For integer/None inputs, if the treatment is discrete StratifiedKFold is used, else, KFold is used (with a random shuffle in either case).

Unless an iterable is used, we call split(concat[W, X], T) to generate the splits. If all W, X are None, then we call split(ones((T.shape[0], 1)), T).
mc_iters (int, optional) – The number of times to rerun the first stage models to reduce the variance of the nuisances.
mc_agg ({‘mean’, ‘median’}, default ‘mean’) – How to aggregate the nuisance value for each sample across the mc_iters monte carlo iterations of cross-fitting.
random_state (int, RandomState instance or None) – If int, random_state is the seed used by the random number generator; If RandomState instance, random_state is the random number generator; If None, the random number generator is the RandomState instance used by np.random.
allow_missing (bool) – Whether to allow missing values in X, W. If True, will need to supply model_propensity, model_regression, and model_final that can handle missing values.
use_ray (bool, default False) – Whether to use Ray to parallelize the cross-fitting step. If True, Ray must be installed.
ray_remote_func_options (dict, default None) – Options to pass to the remote function when using Ray. See https://docs.ray.io/en/latest/ray-core/api/doc/ray.remote.html

Examples

A simple example with the default models:

from econml.dr import DRLearner

np.random.seed(123)
X = np.random.normal(size=(1000, 3))
T = np.random.binomial(2, scipy.special.expit(X[:, 0]))
sigma = 0.001
y = (1 + .5*X[:, 0]) * T + X[:, 0] + np.random.normal(0, sigma, size=(1000,))
est = DRLearner()
est.fit(y, T, X=X, W=None)

>>> est.const_marginal_effect(X[:2])
array([[0.516888..., 0.995747...],
       [0.356386..., 0.671889...]])
>>> est.effect(X[:2], T0=0, T1=1)
array([0.516888..., 0.356386...])
>>> est.score_
np.float64(2.845660...)
>>> est.score(y, T, X=X)
np.float64(1.062668...)
>>> est.model_cate(T=1).coef_
array([ 0.447146..., -0.001025...,  0.018984...])
>>> est.model_cate(T=2).coef_
array([ 0.925064..., -0.012351...,  0.033480...])
>>> est.cate_feature_names()
['X0', 'X1', 'X2']

Beyond default models:

from sklearn.linear_model import LassoCV
from sklearn.ensemble import RandomForestClassifier, RandomForestRegressor
from econml.dr import DRLearner

np.random.seed(123)
X = np.random.normal(size=(1000, 3))
T = np.random.binomial(2, scipy.special.expit(X[:, 0]))
sigma = 0.01
y = (1 + .5*X[:, 0]) * T + X[:, 0] + np.random.normal(0, sigma, size=(1000,))
est = DRLearner(model_propensity=RandomForestClassifier(n_estimators=100, min_samples_leaf=10),
                model_regression=RandomForestRegressor(n_estimators=100, min_samples_leaf=10),
                model_final=LassoCV(cv=3),
                featurizer=None)
est.fit(y, T, X=X, W=None)

>>> est.score_
np.float64(1.73...)
>>> est.const_marginal_effect(X[:3])
array([[0.68..., 1.10...],
       [0.56..., 0.79... ],
       [0.34..., 0.10... ]])
>>> est.model_cate(T=2).coef_
array([0.74..., 0.        , 0.        ])
>>> est.model_cate(T=2).intercept_
np.float64(1.9...)
>>> est.model_cate(T=1).coef_
array([0.24..., 0.00..., 0.        ])
>>> est.model_cate(T=1).intercept_
np.float64(0.94...)

score_

The MSE in the final doubly robust potential outcome regressions, i.e.
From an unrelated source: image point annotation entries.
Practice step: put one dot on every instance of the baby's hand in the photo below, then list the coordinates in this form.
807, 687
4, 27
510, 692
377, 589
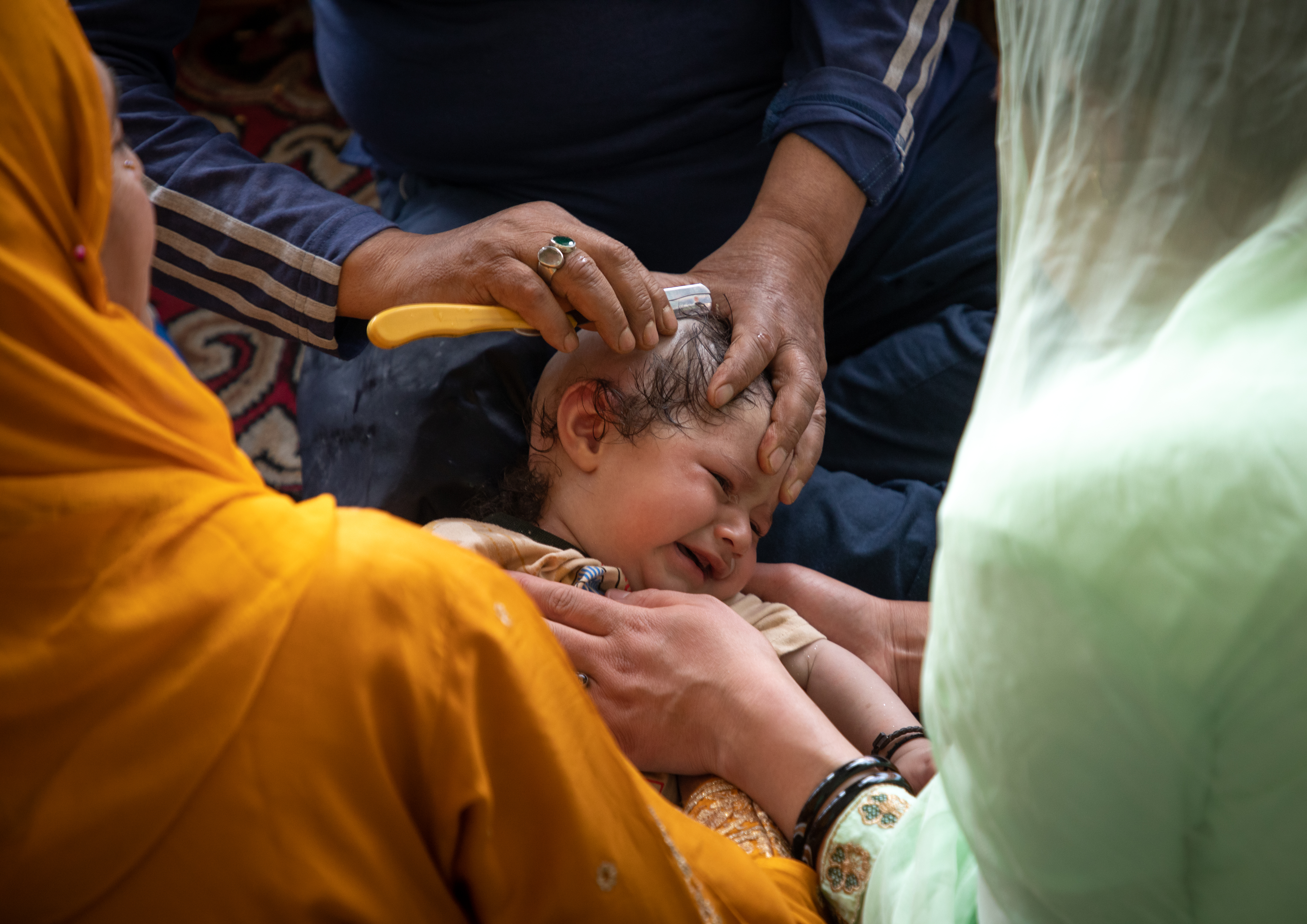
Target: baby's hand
916, 762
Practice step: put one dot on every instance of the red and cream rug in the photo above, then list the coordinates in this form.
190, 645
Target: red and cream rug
250, 70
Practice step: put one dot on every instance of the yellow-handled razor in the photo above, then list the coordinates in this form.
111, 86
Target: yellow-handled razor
407, 323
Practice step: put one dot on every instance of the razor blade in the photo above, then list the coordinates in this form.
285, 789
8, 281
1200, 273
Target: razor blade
407, 323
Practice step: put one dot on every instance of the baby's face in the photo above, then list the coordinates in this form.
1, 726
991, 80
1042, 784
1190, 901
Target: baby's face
685, 512
130, 238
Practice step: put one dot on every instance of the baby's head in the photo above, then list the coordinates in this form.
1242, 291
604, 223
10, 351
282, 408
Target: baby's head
130, 237
638, 470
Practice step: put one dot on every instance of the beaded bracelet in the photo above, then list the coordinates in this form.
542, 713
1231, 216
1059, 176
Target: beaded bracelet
884, 740
825, 790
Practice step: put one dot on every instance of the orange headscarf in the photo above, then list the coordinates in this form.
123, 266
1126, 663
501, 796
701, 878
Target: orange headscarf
112, 458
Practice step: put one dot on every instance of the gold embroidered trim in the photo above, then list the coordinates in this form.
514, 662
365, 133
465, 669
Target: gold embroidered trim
727, 811
708, 914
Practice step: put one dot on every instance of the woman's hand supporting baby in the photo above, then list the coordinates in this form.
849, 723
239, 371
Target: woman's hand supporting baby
689, 688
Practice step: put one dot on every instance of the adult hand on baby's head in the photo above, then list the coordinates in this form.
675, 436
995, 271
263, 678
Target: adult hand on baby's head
888, 634
688, 687
774, 274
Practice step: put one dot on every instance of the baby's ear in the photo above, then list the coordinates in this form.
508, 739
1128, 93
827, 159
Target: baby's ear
581, 427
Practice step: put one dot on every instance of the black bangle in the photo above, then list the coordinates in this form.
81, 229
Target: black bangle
884, 740
825, 790
831, 816
914, 736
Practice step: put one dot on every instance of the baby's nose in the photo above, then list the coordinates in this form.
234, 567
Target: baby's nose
736, 531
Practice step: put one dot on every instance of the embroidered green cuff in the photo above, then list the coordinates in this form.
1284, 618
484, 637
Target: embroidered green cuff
845, 864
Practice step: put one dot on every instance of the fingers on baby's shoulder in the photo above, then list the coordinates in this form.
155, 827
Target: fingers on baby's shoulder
569, 606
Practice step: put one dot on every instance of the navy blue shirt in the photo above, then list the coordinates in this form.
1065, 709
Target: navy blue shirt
650, 119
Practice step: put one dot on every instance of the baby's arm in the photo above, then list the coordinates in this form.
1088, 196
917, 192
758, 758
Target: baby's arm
859, 704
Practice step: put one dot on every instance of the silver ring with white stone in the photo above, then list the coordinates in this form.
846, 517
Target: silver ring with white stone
552, 257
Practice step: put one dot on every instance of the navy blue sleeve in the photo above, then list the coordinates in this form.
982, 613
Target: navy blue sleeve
854, 79
258, 242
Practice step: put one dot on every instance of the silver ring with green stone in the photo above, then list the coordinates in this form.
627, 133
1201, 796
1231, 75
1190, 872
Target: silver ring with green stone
552, 257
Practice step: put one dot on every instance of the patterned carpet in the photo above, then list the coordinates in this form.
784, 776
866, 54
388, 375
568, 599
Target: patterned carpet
250, 70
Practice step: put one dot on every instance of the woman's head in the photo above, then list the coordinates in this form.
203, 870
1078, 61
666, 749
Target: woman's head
637, 467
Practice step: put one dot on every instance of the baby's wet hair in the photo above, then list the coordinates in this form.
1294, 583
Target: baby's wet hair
666, 394
670, 390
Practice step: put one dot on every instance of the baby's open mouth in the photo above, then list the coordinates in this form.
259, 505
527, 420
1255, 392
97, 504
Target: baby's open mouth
695, 557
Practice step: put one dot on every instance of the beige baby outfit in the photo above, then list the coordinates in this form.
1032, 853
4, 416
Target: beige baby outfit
540, 555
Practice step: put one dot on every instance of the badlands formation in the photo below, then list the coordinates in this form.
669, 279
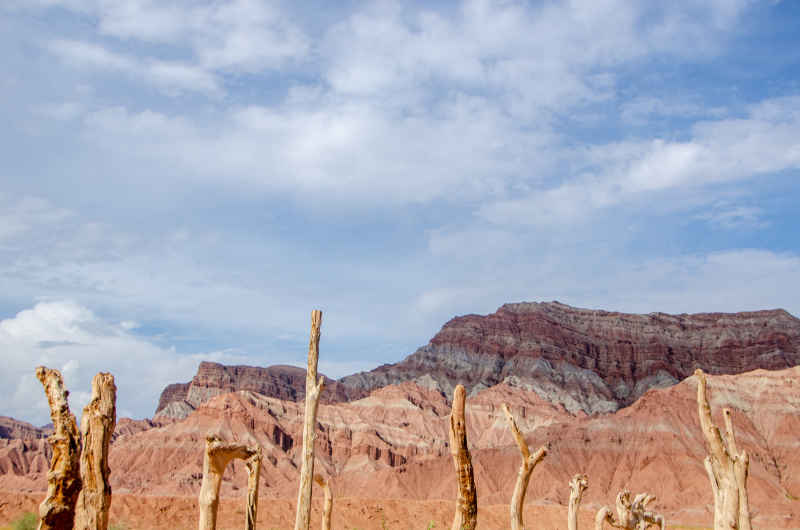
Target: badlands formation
612, 394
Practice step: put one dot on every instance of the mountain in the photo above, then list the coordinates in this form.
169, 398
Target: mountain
587, 360
393, 445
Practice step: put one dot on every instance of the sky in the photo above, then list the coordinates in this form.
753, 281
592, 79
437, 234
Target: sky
185, 180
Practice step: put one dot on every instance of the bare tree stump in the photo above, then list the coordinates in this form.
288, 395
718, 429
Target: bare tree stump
253, 464
313, 390
217, 456
466, 516
631, 514
577, 486
529, 462
726, 466
327, 507
57, 511
97, 425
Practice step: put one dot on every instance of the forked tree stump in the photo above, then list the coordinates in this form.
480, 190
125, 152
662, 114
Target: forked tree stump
253, 464
97, 426
313, 391
57, 511
529, 462
577, 486
218, 455
327, 506
631, 514
466, 516
726, 466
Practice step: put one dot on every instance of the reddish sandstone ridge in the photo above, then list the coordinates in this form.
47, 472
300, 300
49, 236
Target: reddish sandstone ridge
392, 445
284, 382
591, 360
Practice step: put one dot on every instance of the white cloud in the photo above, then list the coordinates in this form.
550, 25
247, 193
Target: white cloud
720, 151
69, 337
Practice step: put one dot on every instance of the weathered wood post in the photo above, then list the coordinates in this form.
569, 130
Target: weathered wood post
313, 391
253, 464
97, 426
577, 486
529, 462
466, 516
57, 511
217, 455
327, 507
726, 466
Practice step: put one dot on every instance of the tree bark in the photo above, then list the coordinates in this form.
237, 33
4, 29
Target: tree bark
529, 462
577, 486
726, 466
97, 425
57, 511
216, 458
327, 507
253, 464
313, 390
466, 516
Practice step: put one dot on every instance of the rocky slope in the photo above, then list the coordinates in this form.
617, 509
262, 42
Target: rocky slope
590, 360
393, 445
284, 382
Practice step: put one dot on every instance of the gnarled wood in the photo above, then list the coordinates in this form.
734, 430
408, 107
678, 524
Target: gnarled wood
577, 486
727, 467
313, 390
529, 462
253, 464
216, 458
57, 511
631, 514
327, 507
466, 516
97, 426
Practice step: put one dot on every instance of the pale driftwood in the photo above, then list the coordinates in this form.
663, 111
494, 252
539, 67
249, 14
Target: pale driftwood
577, 486
313, 391
727, 467
253, 464
217, 455
57, 511
466, 516
97, 426
631, 514
529, 462
327, 507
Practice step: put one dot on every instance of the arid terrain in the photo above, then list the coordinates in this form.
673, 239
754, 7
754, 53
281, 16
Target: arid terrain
633, 424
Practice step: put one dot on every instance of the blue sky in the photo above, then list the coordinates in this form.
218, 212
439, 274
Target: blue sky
186, 180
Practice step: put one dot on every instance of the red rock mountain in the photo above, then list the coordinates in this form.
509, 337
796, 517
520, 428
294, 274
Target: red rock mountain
393, 445
586, 360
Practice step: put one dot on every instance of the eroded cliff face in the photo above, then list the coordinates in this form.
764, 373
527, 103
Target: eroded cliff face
590, 360
283, 382
393, 445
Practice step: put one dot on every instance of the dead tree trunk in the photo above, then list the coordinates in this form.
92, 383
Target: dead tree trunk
253, 473
327, 507
577, 486
313, 390
529, 462
466, 516
217, 456
631, 515
726, 466
97, 425
57, 511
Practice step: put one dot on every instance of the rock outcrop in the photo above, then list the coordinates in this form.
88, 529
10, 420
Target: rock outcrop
283, 382
590, 360
391, 443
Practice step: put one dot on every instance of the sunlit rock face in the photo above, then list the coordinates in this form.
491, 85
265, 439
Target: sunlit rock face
591, 360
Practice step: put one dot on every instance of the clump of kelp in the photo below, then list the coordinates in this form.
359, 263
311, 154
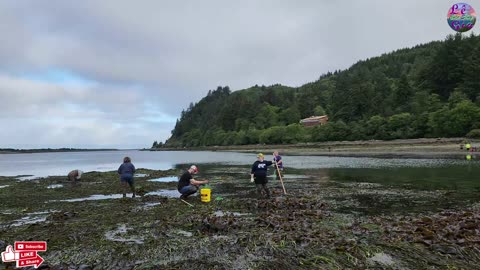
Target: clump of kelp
307, 228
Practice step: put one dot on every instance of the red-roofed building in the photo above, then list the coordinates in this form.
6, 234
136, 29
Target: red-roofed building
314, 120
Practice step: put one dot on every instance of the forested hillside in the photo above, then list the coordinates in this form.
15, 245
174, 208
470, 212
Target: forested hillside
431, 90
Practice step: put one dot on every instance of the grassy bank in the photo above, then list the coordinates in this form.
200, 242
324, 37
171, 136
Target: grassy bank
413, 148
319, 224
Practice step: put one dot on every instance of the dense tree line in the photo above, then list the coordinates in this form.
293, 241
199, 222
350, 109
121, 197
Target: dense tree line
431, 90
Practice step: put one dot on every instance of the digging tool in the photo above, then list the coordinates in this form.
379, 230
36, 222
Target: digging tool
280, 175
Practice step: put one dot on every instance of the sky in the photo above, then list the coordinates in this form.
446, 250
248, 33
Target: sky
117, 74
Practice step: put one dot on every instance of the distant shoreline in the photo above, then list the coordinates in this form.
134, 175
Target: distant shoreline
49, 150
431, 148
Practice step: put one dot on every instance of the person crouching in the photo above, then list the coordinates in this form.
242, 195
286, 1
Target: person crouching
259, 174
126, 171
187, 185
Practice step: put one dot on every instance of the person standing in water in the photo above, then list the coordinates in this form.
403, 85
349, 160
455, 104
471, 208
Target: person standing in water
187, 185
278, 159
258, 174
126, 171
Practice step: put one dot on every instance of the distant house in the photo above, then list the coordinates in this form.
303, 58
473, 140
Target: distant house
314, 120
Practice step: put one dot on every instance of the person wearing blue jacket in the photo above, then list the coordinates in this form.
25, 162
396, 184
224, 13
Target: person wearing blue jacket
258, 174
126, 171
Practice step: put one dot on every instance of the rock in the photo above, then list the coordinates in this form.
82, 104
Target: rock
84, 267
382, 258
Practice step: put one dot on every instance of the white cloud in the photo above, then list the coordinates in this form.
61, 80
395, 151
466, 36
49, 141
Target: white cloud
170, 53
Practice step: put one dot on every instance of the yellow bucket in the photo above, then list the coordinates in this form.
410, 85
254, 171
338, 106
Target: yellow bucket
205, 194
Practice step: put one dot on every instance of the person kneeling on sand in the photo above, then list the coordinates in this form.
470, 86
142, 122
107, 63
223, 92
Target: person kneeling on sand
126, 171
259, 174
187, 185
75, 175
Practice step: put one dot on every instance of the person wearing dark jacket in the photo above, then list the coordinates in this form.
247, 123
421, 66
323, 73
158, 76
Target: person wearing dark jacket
126, 171
258, 174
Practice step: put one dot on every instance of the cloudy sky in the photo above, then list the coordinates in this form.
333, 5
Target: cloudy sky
117, 73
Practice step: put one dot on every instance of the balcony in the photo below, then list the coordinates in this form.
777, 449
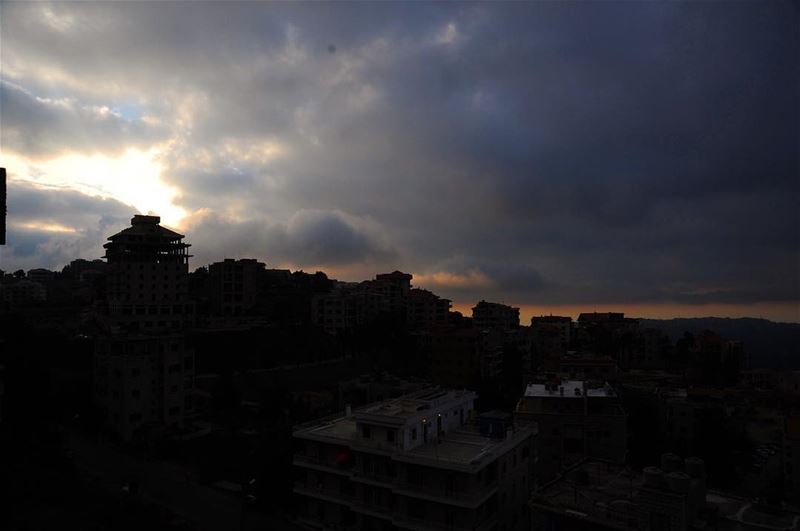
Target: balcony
373, 478
467, 499
425, 524
322, 493
323, 465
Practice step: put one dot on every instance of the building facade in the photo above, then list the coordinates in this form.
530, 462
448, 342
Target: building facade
143, 366
576, 420
234, 285
415, 462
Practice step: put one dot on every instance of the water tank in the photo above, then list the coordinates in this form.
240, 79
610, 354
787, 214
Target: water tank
653, 476
695, 467
671, 463
678, 482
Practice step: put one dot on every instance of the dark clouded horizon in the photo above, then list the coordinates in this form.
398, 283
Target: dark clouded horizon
544, 154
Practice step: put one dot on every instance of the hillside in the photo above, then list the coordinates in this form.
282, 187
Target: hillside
769, 344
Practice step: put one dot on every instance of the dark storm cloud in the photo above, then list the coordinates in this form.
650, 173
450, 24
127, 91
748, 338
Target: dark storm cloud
311, 238
537, 152
49, 227
41, 127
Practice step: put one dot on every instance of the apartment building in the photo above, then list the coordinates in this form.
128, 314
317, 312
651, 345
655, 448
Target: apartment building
144, 382
418, 462
148, 277
495, 316
425, 309
234, 285
143, 366
576, 419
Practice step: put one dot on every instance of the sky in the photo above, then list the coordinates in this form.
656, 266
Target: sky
609, 156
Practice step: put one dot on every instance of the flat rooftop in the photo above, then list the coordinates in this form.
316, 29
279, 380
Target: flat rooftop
591, 485
570, 388
741, 514
413, 404
464, 447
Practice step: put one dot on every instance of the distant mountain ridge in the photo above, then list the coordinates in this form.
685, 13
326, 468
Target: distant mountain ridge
767, 343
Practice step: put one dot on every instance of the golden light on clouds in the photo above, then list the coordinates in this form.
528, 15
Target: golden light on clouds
775, 311
133, 178
473, 278
46, 227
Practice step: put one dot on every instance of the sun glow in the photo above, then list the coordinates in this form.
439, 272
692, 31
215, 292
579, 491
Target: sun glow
133, 178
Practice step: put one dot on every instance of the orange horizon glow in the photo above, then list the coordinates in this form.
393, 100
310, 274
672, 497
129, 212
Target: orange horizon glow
788, 312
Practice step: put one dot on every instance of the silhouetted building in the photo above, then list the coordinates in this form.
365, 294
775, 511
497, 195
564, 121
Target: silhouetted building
495, 316
235, 285
23, 292
425, 309
143, 368
414, 462
143, 382
576, 420
392, 290
551, 336
577, 367
148, 268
\[\frac{1}{n_t} \sum_{t=1}^{n_t} \frac{1}{n} \sum_{i=1}^n (Y_{i, t}^{DR} - \hat{\theta}_t(X_i))^2\]

where n_t is the number of treatments (excluding control).

If sample_weight is not None at fit time, then a weighted average across samples is returned.

Type:: float

__init__(*, model_propensity='auto', model_regression='auto', model_final=StatsModelsLinearRegression(), discrete_outcome=False, multitask_model_final=False, featurizer=None, min_propensity=1e-06, categories='auto', cv=2, mc_iters=None, mc_agg='mean', random_state=None, allow_missing=False, use_ray=False, ray_remote_func_options=None)[source]

Methods

`__init__`(*[, model_propensity, ...])
`ate`([X, T0, T1])	Calculate the average treatment effect \(E_X[\tau(X, T0, T1)]\).
`ate_inference`([X, T0, T1])	Inference results for the quantity \(E_X[\tau(X, T0, T1)]\) produced by the model.
`ate_interval`([X, T0, T1, alpha])	Confidence intervals for the quantity \(E_X[\tau(X, T0, T1)]\) produced by the model.
`cate_feature_names`([feature_names])	Get the output feature names.
`cate_output_names`([output_names])	Public interface for getting output names.
`cate_treatment_names`([treatment_names])	Get treatment names.
`const_marginal_ate`([X])	Calculate the average constant marginal CATE \(E_X[\theta(X)]\).
`const_marginal_ate_inference`([X])	Inference results for the quantities \(E_X[\theta(X)]\) produced by the model.
`const_marginal_ate_interval`([X, alpha])	Confidence intervals for the quantities \(E_X[\theta(X)]\) produced by the model.
`const_marginal_effect`([X])	Calculate the constant marginal CATE \(\theta(·)\).
`const_marginal_effect_inference`([X])	Inference results for the quantities \(\theta(X)\) produced by the model.
`const_marginal_effect_interval`([X, alpha])	Confidence intervals for the quantities \(\theta(X)\) produced by the model.
`effect`([X, T0, T1])	Calculate the heterogeneous treatment effect \(\tau(X, T0, T1)\).
`effect_inference`([X, T0, T1])	Inference results for the quantities \(\tau(X, T0, T1)\) produced by the model.
`effect_interval`([X, T0, T1, alpha])	Confidence intervals for the quantities \(\tau(X, T0, T1)\) produced by the model.
`fit`(Y, T, *[, X, W, sample_weight, ...])	Estimate the counterfactual model from data, i.e. estimates function \(\theta(\cdot)\).
`marginal_ate`(T[, X])	Calculate the average marginal effect \(E_{T, X}[\partial\tau(T, X)]\).
`marginal_ate_inference`(T[, X])	Inference results for the quantities \(E_{T,X}[\partial \tau(T, X)]\) produced by the model.
`marginal_ate_interval`(T[, X, alpha])	Confidence intervals for the quantities \(E_{T,X}[\partial \tau(T, X)]\) produced by the model.
`marginal_effect`(T[, X])	Calculate the heterogeneous marginal effect \(\partial\tau(T, X)\).
`marginal_effect_inference`(T[, X])	Inference results for the quantities \(\partial \tau(T, X)\) produced by the model.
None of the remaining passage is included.